Manual debugging on clusters using schedulers

In some cases, when testing configuration files on clusters using a scheduler, you may get failed jobs with ‘uninformative’ errors and vague information being given for the cause.

In such cases, a good way of debugging such a failed job is to change to the working directory of the failed process (which should be reported by Nextflow), and try to manually submit the job.

You can do this by submitting to your cluster the .command.run file found in the working directory using the relevant submission command.

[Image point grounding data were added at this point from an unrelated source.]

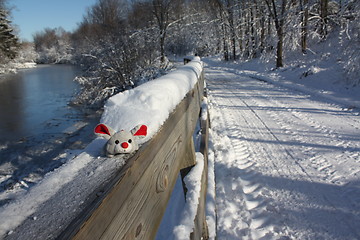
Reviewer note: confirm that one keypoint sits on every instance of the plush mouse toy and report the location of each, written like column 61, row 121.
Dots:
column 120, row 142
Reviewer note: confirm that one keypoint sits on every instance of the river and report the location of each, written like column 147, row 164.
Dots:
column 37, row 124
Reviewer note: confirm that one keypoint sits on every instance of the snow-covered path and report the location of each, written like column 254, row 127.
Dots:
column 287, row 164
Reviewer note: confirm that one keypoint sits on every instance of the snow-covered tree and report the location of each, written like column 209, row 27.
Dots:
column 53, row 46
column 8, row 40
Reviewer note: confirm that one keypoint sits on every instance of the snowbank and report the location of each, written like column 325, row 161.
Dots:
column 193, row 185
column 46, row 209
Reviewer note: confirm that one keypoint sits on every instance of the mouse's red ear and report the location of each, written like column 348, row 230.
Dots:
column 139, row 130
column 103, row 131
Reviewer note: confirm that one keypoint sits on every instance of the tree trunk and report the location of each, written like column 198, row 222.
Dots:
column 323, row 15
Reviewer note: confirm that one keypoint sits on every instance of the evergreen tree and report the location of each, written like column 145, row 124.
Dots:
column 8, row 40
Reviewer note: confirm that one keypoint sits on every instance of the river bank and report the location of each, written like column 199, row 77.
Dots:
column 13, row 67
column 39, row 129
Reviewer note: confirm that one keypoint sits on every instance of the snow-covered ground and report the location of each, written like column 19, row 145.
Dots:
column 43, row 211
column 286, row 151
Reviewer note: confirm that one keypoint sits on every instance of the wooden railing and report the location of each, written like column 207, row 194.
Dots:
column 133, row 204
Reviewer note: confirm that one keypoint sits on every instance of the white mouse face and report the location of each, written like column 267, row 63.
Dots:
column 121, row 142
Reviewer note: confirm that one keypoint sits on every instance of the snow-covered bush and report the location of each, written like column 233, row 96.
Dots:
column 350, row 38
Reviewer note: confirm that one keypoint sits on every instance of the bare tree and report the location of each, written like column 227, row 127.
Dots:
column 278, row 14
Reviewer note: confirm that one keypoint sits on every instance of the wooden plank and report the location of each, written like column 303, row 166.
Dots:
column 134, row 202
column 201, row 230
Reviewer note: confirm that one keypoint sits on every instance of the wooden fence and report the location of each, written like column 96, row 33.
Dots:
column 135, row 201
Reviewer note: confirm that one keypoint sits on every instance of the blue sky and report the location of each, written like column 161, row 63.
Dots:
column 32, row 16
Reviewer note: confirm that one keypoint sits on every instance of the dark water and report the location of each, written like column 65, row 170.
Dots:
column 37, row 125
column 30, row 98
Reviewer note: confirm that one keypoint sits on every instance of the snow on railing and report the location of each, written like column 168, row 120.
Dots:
column 92, row 196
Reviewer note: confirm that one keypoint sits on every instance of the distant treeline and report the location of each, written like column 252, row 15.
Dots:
column 119, row 43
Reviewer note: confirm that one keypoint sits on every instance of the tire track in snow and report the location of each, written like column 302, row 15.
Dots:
column 267, row 153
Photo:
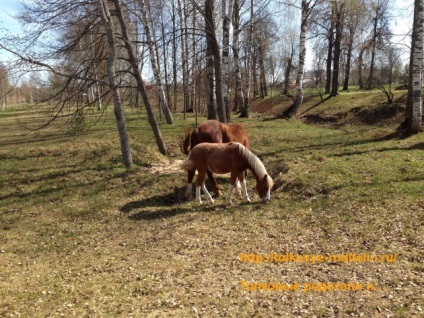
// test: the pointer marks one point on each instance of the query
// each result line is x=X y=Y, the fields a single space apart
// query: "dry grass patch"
x=83 y=236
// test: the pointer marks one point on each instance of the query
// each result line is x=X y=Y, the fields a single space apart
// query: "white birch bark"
x=225 y=54
x=239 y=99
x=111 y=74
x=245 y=110
x=155 y=65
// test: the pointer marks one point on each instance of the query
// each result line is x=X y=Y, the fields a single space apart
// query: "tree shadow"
x=174 y=203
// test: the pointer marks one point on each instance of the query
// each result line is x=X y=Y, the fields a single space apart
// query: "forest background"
x=93 y=219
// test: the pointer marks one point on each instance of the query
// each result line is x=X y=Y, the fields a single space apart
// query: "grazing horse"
x=212 y=131
x=232 y=158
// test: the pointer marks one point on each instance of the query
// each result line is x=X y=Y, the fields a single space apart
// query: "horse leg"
x=214 y=183
x=189 y=189
x=207 y=193
x=200 y=184
x=238 y=186
x=244 y=187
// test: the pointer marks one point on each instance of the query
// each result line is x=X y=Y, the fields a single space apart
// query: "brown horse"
x=212 y=131
x=232 y=158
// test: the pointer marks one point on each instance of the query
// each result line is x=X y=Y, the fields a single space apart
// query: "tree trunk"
x=225 y=55
x=137 y=75
x=210 y=74
x=239 y=99
x=214 y=49
x=360 y=67
x=337 y=49
x=111 y=74
x=329 y=54
x=292 y=110
x=184 y=54
x=289 y=66
x=262 y=78
x=254 y=72
x=417 y=66
x=174 y=58
x=245 y=111
x=373 y=48
x=348 y=65
x=155 y=65
x=165 y=69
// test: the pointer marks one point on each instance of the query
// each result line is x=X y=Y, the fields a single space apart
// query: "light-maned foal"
x=233 y=158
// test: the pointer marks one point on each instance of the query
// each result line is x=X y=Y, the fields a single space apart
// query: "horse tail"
x=187 y=164
x=186 y=141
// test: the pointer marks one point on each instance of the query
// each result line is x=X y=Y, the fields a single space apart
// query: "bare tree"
x=248 y=68
x=306 y=9
x=339 y=12
x=154 y=62
x=239 y=99
x=137 y=75
x=215 y=52
x=4 y=86
x=109 y=26
x=379 y=17
x=415 y=103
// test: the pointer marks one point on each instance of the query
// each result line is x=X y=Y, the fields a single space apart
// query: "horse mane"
x=186 y=141
x=254 y=162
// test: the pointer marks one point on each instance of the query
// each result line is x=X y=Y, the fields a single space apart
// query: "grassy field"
x=82 y=236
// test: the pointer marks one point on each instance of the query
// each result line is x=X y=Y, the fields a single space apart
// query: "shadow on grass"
x=156 y=207
x=172 y=204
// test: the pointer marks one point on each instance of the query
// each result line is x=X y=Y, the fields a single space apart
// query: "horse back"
x=218 y=157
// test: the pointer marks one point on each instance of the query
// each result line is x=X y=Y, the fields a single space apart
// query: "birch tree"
x=248 y=66
x=137 y=75
x=306 y=9
x=154 y=63
x=215 y=52
x=109 y=26
x=338 y=9
x=417 y=68
x=225 y=53
x=4 y=86
x=239 y=99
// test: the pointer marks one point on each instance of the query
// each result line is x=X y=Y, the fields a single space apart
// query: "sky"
x=401 y=24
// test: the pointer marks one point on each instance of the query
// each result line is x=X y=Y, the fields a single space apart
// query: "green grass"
x=83 y=236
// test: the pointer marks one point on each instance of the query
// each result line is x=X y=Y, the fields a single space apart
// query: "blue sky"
x=401 y=22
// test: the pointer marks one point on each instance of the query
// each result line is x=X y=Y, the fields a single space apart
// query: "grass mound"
x=83 y=236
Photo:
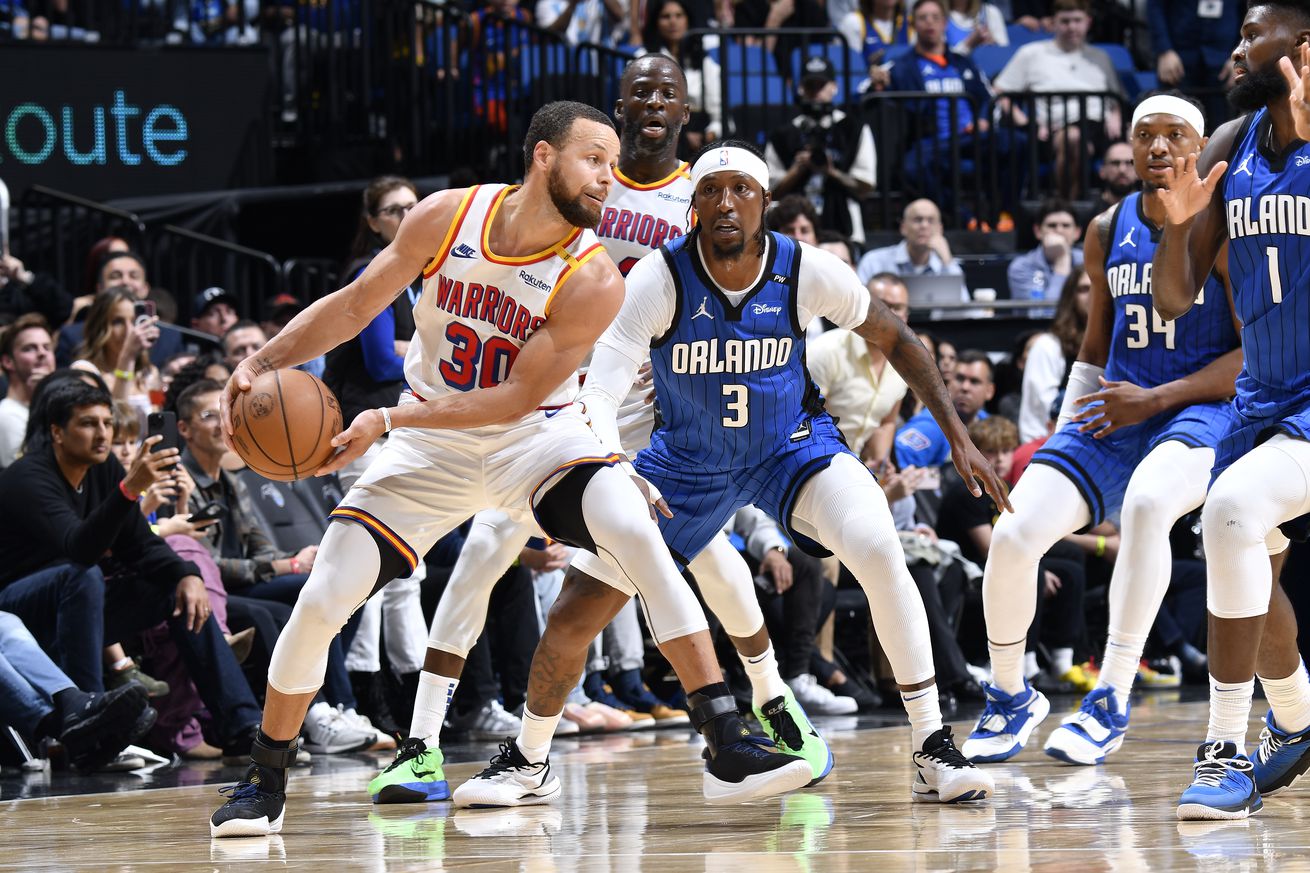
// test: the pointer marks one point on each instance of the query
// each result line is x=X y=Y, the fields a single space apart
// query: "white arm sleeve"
x=829 y=289
x=646 y=313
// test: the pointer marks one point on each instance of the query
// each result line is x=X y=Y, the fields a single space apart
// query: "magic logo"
x=118 y=133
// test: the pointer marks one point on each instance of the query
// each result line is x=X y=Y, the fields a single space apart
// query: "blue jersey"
x=1267 y=211
x=1145 y=349
x=731 y=379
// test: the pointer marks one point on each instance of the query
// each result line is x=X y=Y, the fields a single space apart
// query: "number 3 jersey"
x=1145 y=349
x=478 y=308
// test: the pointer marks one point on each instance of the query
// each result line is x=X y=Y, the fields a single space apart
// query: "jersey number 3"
x=476 y=363
x=1137 y=332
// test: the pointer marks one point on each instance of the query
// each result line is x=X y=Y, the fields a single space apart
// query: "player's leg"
x=1262 y=489
x=842 y=507
x=1169 y=483
x=729 y=590
x=1047 y=506
x=491 y=547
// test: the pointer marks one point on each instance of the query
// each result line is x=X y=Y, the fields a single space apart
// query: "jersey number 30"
x=476 y=363
x=1137 y=333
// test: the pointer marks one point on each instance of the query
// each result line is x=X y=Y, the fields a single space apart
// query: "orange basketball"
x=283 y=426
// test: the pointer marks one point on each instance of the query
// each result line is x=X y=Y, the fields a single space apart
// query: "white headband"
x=1169 y=105
x=731 y=159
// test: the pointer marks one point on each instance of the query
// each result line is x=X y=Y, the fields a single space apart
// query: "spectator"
x=795 y=216
x=76 y=548
x=1039 y=274
x=877 y=30
x=26 y=357
x=1118 y=176
x=921 y=442
x=115 y=345
x=1051 y=355
x=667 y=22
x=924 y=249
x=823 y=152
x=214 y=312
x=1076 y=127
x=38 y=699
x=861 y=388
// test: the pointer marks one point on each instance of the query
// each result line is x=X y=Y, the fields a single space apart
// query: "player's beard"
x=575 y=210
x=1258 y=89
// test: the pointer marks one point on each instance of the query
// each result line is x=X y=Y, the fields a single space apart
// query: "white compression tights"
x=844 y=509
x=1262 y=489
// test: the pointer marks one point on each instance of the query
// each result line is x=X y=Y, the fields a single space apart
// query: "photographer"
x=824 y=154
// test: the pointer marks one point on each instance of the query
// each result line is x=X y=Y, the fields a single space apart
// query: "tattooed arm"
x=911 y=359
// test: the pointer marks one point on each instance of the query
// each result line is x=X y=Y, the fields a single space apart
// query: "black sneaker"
x=751 y=768
x=256 y=805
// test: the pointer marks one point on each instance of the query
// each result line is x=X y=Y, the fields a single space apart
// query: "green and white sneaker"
x=789 y=728
x=415 y=776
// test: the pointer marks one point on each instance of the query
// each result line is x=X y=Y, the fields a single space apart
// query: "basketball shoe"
x=786 y=724
x=945 y=775
x=1097 y=729
x=413 y=777
x=1281 y=756
x=510 y=780
x=1005 y=725
x=1222 y=785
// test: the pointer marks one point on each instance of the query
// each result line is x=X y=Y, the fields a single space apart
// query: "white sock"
x=925 y=713
x=1008 y=666
x=1289 y=699
x=765 y=680
x=1123 y=654
x=1230 y=709
x=536 y=734
x=1061 y=661
x=430 y=705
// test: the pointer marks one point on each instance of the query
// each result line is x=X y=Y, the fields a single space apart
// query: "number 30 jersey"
x=478 y=307
x=1145 y=349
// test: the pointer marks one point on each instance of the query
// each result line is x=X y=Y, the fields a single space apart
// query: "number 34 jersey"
x=478 y=308
x=1145 y=349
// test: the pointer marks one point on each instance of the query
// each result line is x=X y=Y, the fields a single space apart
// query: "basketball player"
x=1144 y=408
x=1249 y=189
x=515 y=295
x=722 y=312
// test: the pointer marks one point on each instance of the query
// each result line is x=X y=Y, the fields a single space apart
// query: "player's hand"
x=193 y=602
x=353 y=442
x=654 y=498
x=1118 y=404
x=977 y=473
x=1298 y=88
x=1186 y=193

For example, let’s say you get an error like this on a SLURM cluster.

Caused by:
  Failed to submit process to grid scheduler for execution
 
Command executed:
 
  sbatch .command.run
 
Command exit status:
  -
 
Command output:
  (empty)
 
Work dir:
  /<path>/<to>/work/e5/6cc8991c2b16c11a6356028228377e

This does not tell you why the job failed to submit, but is often is due to a ‘invalid’ resource submission request, and the scheduler blocks it. But unfortunately, Nextflow does not pick the message reported by the cluster.

Therefore, in this case I would switch to the working directory, and submit the .command.run file using SLURM’s sbatch command (for submitting batch scripts).

$ cd  /<path>/<to>/work/e5/6cc8991c2b16c11a6356028228377e
$ sbatch .command.run
sbatch: error: job memory limit for shared nodes exceeded. Must be <= 120000 MB
sbatch: error: Batch job submission failed: Invalid feature specification

In this case, SLURM has printed to my console the reason why, the job failed to be submitted.

With this information, I can go back to my configuration file, and tweak the settings accordingly, and run the pipeline again.